After a stint at McKinsey & Co. and one in government, he was recruited to BlackRock by his former boss at the U.S. Treasury, Peter Fisher. He helped start BlackRock Solutions, the company’s institutional advisory group that went on to advise the U.S. and other governments around the world on toxic assets after the 2008 financial crisis.

Vanguard Headache

When Wiedman was named head of iShares, his biggest headache was Vanguard, the firm that had popularized index mutual funds and moved into ETFs in 2001. Vanguard is owned by its funds, allowing it to charge lower fees and attract individual investors.

In the year leading up to Wiedman’s iShares appointment, Vanguard’s ETFs took in $41.1 billion, almost double BlackRock’s $22.1 billion, off an asset base about one-third the size, according to data compiled by Bloomberg.

Wiedman responded in October 2012 with the iShares “core” series. He cut the fees on six existing ETFs and added four new products that created a lineup of low-priced, broad market funds designed to appeal to buy-and-hold retail investors.

Wiedman also oversaw a significant expansion of the firm’s cooperation with Fidelity Investments, the Boston-based mutual fund giant that runs the biggest online brokerage with about 15 million client accounts. That gave BlackRock a significant distribution boost.

Reversing Dynamics

The efforts, Wiedman said, have “completely reversed the dynamics with Vanguard.”

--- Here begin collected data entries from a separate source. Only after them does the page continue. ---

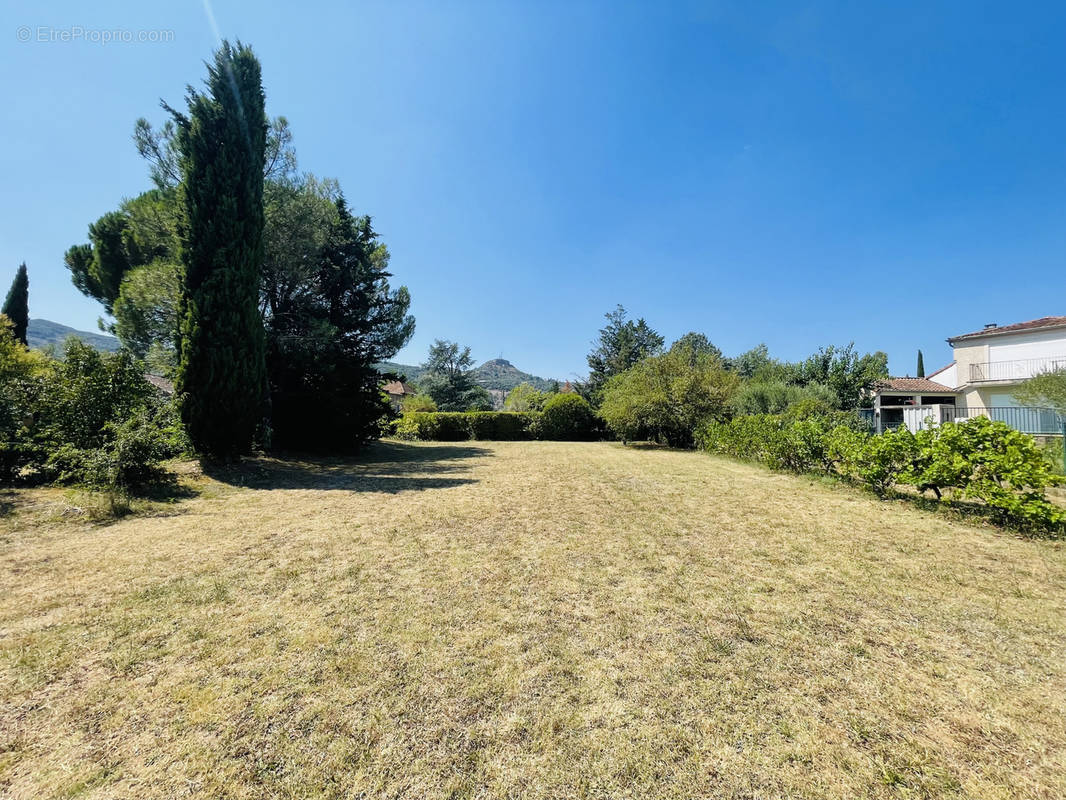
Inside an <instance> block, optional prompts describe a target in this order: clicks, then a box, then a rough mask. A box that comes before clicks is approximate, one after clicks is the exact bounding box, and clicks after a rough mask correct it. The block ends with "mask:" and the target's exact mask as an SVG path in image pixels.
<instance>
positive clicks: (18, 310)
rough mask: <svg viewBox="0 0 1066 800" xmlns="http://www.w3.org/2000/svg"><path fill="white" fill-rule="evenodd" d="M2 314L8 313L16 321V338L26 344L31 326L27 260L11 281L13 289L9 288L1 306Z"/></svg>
mask: <svg viewBox="0 0 1066 800" xmlns="http://www.w3.org/2000/svg"><path fill="white" fill-rule="evenodd" d="M0 314H4V315H6V316H7V319H10V320H11V321H12V323H14V334H15V338H16V339H18V340H19V341H21V342H22V343H23V345H26V343H27V340H26V333H27V329H29V326H30V276H29V274H27V271H26V263H25V262H23V263H22V265H21V266H20V267H19V268H18V272H16V273H15V279H14V281H12V282H11V289H9V290H7V298H6V300H4V302H3V308H0Z"/></svg>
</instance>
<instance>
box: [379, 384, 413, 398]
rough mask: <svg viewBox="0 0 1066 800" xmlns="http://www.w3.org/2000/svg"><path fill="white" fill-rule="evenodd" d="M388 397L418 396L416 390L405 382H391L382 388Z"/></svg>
mask: <svg viewBox="0 0 1066 800" xmlns="http://www.w3.org/2000/svg"><path fill="white" fill-rule="evenodd" d="M382 388H383V389H384V390H385V394H386V395H417V394H418V393H417V391H415V388H414V387H413V386H410V385H409V384H406V383H404V382H403V381H389V382H388V383H387V384H385V385H384V386H383V387H382Z"/></svg>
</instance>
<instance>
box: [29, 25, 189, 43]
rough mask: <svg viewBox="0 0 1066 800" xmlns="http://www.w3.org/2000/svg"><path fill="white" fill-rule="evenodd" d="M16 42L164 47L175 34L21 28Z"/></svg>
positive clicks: (87, 28)
mask: <svg viewBox="0 0 1066 800" xmlns="http://www.w3.org/2000/svg"><path fill="white" fill-rule="evenodd" d="M15 38H16V39H18V41H19V42H32V43H47V44H56V43H72V42H87V43H90V44H92V45H111V44H119V45H133V44H164V43H167V42H174V31H172V30H164V29H158V30H152V31H149V30H139V31H136V30H132V29H130V28H87V27H85V26H80V25H70V26H65V27H61V26H52V25H22V26H19V27H18V28H16V29H15Z"/></svg>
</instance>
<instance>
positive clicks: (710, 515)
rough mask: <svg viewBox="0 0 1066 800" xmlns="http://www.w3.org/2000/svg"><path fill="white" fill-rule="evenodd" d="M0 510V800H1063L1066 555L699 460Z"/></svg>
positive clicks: (327, 479) (461, 476) (246, 469)
mask: <svg viewBox="0 0 1066 800" xmlns="http://www.w3.org/2000/svg"><path fill="white" fill-rule="evenodd" d="M187 481H188V482H189V484H190V485H192V486H193V487H194V489H195V491H196V494H195V496H191V497H188V498H185V499H180V500H177V501H176V502H174V503H169V505H165V506H158V507H156V508H155V511H152V512H151V513H150V515H147V516H144V515H141V516H133V517H127V518H126V519H123V521H119V522H116V523H113V524H110V525H100V524H95V523H92V522H88V521H86V518H85V517H84V515H83V514H80V513H79V512H78V510H77V509H71V508H70V503H71V502H72V501H75V502H76V500H71V498H70V497H69V496H68V495H66V494H64V493H63V492H60V491H54V490H38V491H29V492H20V493H10V494H7V495H6V496H0V508H2V509H3V511H2V512H0V797H4V798H51V797H54V798H72V797H79V798H154V797H160V798H162V797H166V798H172V797H203V798H223V797H225V798H268V797H270V798H273V797H285V798H312V797H313V798H318V797H327V798H379V797H381V798H445V797H456V798H463V797H471V798H527V797H528V798H585V797H588V798H623V797H631V798H648V797H675V798H698V797H709V798H710V797H713V798H777V797H781V798H784V797H810V798H856V797H872V798H923V797H967V798H1062V797H1066V548H1064V546H1063V545H1062V544H1061V543H1053V542H1046V541H1025V540H1022V539H1018V538H1016V537H1013V535H1010V534H1007V533H1003V532H999V531H996V530H994V529H991V528H987V527H978V526H974V525H970V524H967V523H963V522H959V521H954V519H952V518H949V517H947V516H943V515H936V514H932V513H927V512H922V511H919V510H917V509H915V508H912V507H910V506H909V505H907V503H906V502H899V501H898V502H878V501H876V500H874V499H872V498H870V497H868V496H866V495H862V494H859V493H858V492H854V491H851V490H847V489H843V487H840V486H835V485H828V484H823V483H819V482H818V481H811V480H809V479H804V478H796V477H789V476H778V475H772V474H770V473H766V471H764V470H763V469H761V468H758V467H753V466H747V465H742V464H737V463H732V462H729V461H724V460H717V459H713V458H710V457H707V455H704V454H699V453H687V452H674V451H664V450H640V449H626V448H623V447H620V446H618V445H614V444H563V443H499V444H496V443H464V444H456V445H408V444H388V443H386V444H382V445H379V446H378V447H376V448H375V449H374V451H373V452H372V453H370V454H368V455H367V457H366V458H365V459H362V460H361V461H357V462H313V463H298V462H278V461H266V460H260V461H257V462H251V463H248V464H246V465H245V466H243V467H242V468H241V469H240V470H233V471H231V473H229V474H226V475H220V476H215V477H213V478H208V477H198V476H190V477H189V478H187Z"/></svg>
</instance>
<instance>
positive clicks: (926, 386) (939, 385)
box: [874, 378, 955, 394]
mask: <svg viewBox="0 0 1066 800" xmlns="http://www.w3.org/2000/svg"><path fill="white" fill-rule="evenodd" d="M874 388H875V389H876V390H877V391H911V393H916V394H921V393H928V394H941V393H944V391H949V393H951V394H955V390H954V389H952V388H950V387H948V386H944V385H943V384H942V383H936V382H935V381H931V380H930V379H927V378H889V379H888V380H887V381H878V382H877V383H876V384H875V385H874Z"/></svg>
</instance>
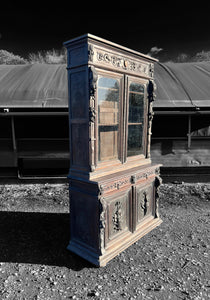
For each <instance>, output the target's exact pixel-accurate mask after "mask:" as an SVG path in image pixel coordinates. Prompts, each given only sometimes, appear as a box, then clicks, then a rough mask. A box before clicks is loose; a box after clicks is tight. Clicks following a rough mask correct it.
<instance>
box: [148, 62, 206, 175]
mask: <svg viewBox="0 0 210 300" xmlns="http://www.w3.org/2000/svg"><path fill="white" fill-rule="evenodd" d="M155 81H156V85H157V92H156V94H157V97H156V101H155V102H154V112H155V115H154V122H153V130H152V133H153V135H152V150H151V155H152V159H153V161H154V162H159V163H162V164H163V167H162V173H163V174H165V175H168V179H170V180H173V179H174V180H177V179H180V178H182V180H185V179H186V180H203V179H204V177H205V179H206V180H209V179H210V62H195V63H165V64H161V63H158V64H156V65H155ZM180 175H182V176H180ZM195 175H196V177H195ZM204 175H205V176H204ZM190 177H191V178H190Z"/></svg>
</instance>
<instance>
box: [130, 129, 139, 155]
mask: <svg viewBox="0 0 210 300" xmlns="http://www.w3.org/2000/svg"><path fill="white" fill-rule="evenodd" d="M141 150H142V125H129V126H128V156H133V155H138V154H140V153H141Z"/></svg>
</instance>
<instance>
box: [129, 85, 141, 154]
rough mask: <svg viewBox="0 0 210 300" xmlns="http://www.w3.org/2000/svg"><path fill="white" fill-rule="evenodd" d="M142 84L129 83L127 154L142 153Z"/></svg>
mask: <svg viewBox="0 0 210 300" xmlns="http://www.w3.org/2000/svg"><path fill="white" fill-rule="evenodd" d="M143 128H144V86H143V85H142V84H139V83H135V82H132V83H130V85H129V109H128V145H127V156H134V155H139V154H142V153H143V145H142V141H143Z"/></svg>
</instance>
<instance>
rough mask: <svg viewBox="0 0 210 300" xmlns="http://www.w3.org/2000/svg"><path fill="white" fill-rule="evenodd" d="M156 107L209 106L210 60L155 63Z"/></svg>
mask: <svg viewBox="0 0 210 300" xmlns="http://www.w3.org/2000/svg"><path fill="white" fill-rule="evenodd" d="M155 82H156V85H157V91H156V101H155V103H154V107H157V108H165V107H166V108H176V107H177V108H190V107H192V108H193V107H196V106H197V107H200V108H202V107H209V106H210V62H195V63H170V62H169V63H164V64H161V63H156V64H155Z"/></svg>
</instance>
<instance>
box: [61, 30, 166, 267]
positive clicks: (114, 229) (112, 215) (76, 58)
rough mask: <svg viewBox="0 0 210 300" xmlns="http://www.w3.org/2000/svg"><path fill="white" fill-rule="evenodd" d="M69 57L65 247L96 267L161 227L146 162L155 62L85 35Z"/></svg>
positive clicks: (151, 115) (152, 112)
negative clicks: (149, 233) (68, 131)
mask: <svg viewBox="0 0 210 300" xmlns="http://www.w3.org/2000/svg"><path fill="white" fill-rule="evenodd" d="M64 45H65V46H66V48H67V53H68V66H67V70H68V88H69V129H70V130H69V131H70V171H69V194H70V231H71V236H70V242H69V245H68V249H69V250H70V251H72V252H74V253H76V254H78V255H80V256H81V257H83V258H85V259H87V260H88V261H90V262H91V263H93V264H95V265H97V266H104V265H106V263H107V262H108V261H109V260H110V259H112V258H113V257H114V256H116V255H117V254H118V253H120V252H121V251H123V250H124V249H126V248H127V247H129V246H130V245H131V244H132V243H134V242H135V241H137V240H138V239H139V238H141V237H142V236H143V235H145V234H146V233H148V232H149V231H151V230H152V229H153V228H155V227H156V226H158V225H159V224H160V223H161V219H160V218H159V215H158V188H159V185H160V183H161V179H160V177H159V165H152V163H151V160H150V138H151V125H152V116H153V112H152V102H153V100H154V81H153V70H154V68H153V63H154V61H155V60H154V59H153V58H151V57H149V56H146V55H143V54H141V53H139V52H136V51H133V50H130V49H128V48H125V47H122V46H120V45H117V44H115V43H112V42H109V41H107V40H104V39H101V38H98V37H96V36H93V35H90V34H86V35H83V36H81V37H78V38H75V39H72V40H70V41H67V42H65V43H64Z"/></svg>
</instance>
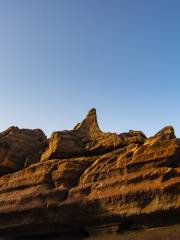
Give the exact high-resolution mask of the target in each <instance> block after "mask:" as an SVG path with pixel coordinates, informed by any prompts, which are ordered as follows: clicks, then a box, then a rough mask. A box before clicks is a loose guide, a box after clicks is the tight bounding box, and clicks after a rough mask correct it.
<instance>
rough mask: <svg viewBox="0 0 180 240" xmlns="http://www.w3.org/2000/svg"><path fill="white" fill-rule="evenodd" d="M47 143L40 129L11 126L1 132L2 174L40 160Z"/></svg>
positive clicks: (19, 169)
mask: <svg viewBox="0 0 180 240" xmlns="http://www.w3.org/2000/svg"><path fill="white" fill-rule="evenodd" d="M46 145H47V137H46V136H45V134H44V133H43V132H42V131H41V130H40V129H35V130H29V129H19V128H18V127H10V128H8V129H7V130H5V131H4V132H2V133H0V175H4V174H7V173H10V172H14V171H17V170H20V169H22V168H24V167H26V166H28V165H30V164H32V163H35V162H38V161H39V158H40V156H41V154H42V151H44V149H45V147H46Z"/></svg>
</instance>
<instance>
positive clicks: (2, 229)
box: [0, 109, 180, 236]
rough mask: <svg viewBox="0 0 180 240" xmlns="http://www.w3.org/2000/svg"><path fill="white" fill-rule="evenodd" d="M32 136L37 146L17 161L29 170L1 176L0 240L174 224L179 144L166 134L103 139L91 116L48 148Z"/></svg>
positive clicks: (176, 191)
mask: <svg viewBox="0 0 180 240" xmlns="http://www.w3.org/2000/svg"><path fill="white" fill-rule="evenodd" d="M18 131H19V130H18ZM32 131H33V130H32ZM38 131H39V130H38ZM2 135H3V134H2ZM38 135H39V136H41V141H40V142H41V143H43V144H42V146H40V147H39V145H37V144H35V143H36V142H35V141H33V143H34V145H33V147H34V149H33V150H32V151H30V152H28V151H27V154H25V155H26V156H27V157H28V156H29V154H30V153H31V154H32V156H33V158H32V159H33V161H32V162H35V163H33V164H31V161H30V162H29V164H27V165H26V164H24V162H25V161H24V159H26V157H24V158H23V160H22V162H23V164H22V165H21V168H23V169H21V170H19V169H16V168H14V169H13V168H12V169H11V171H14V172H13V173H11V174H6V173H7V172H3V171H2V175H3V176H1V178H0V216H1V217H0V235H2V236H23V235H24V234H25V235H27V236H28V235H38V234H49V233H52V232H53V233H54V232H63V231H69V230H73V229H80V228H83V229H88V228H89V227H90V226H93V225H94V226H96V225H101V224H111V223H115V222H116V223H118V224H119V225H120V228H121V227H122V228H124V225H123V224H124V223H125V222H127V221H129V222H131V223H132V225H134V226H136V225H138V224H139V225H143V224H145V221H146V224H147V225H148V222H149V223H150V222H151V224H152V222H153V221H154V222H155V221H159V220H158V219H160V222H161V224H162V225H163V224H164V221H165V219H170V222H173V221H174V220H175V219H179V216H180V215H179V213H180V139H178V138H176V137H175V134H174V130H173V128H172V127H170V126H168V127H165V128H164V129H162V130H161V131H160V132H158V133H157V134H156V135H155V136H153V137H151V138H146V137H145V135H144V134H143V133H142V132H140V131H130V132H128V133H123V134H113V133H104V132H102V131H101V130H100V129H99V127H98V124H97V119H96V111H95V109H92V110H91V111H90V112H89V114H88V115H87V117H86V119H85V120H84V121H83V122H82V123H80V124H78V125H77V126H76V127H75V128H74V129H73V130H71V131H62V132H55V133H53V134H52V135H51V137H50V139H49V141H48V144H47V142H46V138H45V137H44V135H43V134H42V132H39V133H38ZM33 136H34V135H33ZM22 139H23V138H22V137H21V136H19V140H18V141H19V142H22ZM23 141H24V140H23ZM28 141H29V140H28ZM11 146H13V145H11ZM35 146H36V148H35ZM37 146H38V147H37ZM46 146H47V147H46ZM22 148H23V147H22ZM42 149H43V150H44V152H43V153H42V156H41V158H40V157H39V154H40V152H41V151H42ZM22 151H23V150H22ZM20 153H21V151H20ZM2 156H3V154H2ZM10 156H11V155H10ZM19 156H21V155H19ZM2 159H3V157H2ZM10 159H11V160H10V161H11V162H13V161H14V159H13V157H12V158H10ZM19 159H21V157H19ZM19 161H20V160H19ZM28 165H29V166H28ZM0 168H1V165H0ZM17 170H18V171H17ZM177 221H179V220H177Z"/></svg>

Not quite. In the 12 months through May 31, Vanguard ETFs garnered $50.9 billion, compared with iShares’ $36.6 billion. BlackRock’s core series attracted $15.9 billion, compared with $17.5 billion for the 10 corresponding Vanguard offerings, according to data compiled by Bloomberg.

“The primary reason we launched those was to serve that core part of the market and maintain our market share,” he said. “Market share matters. We’re there in the clients’ minds.”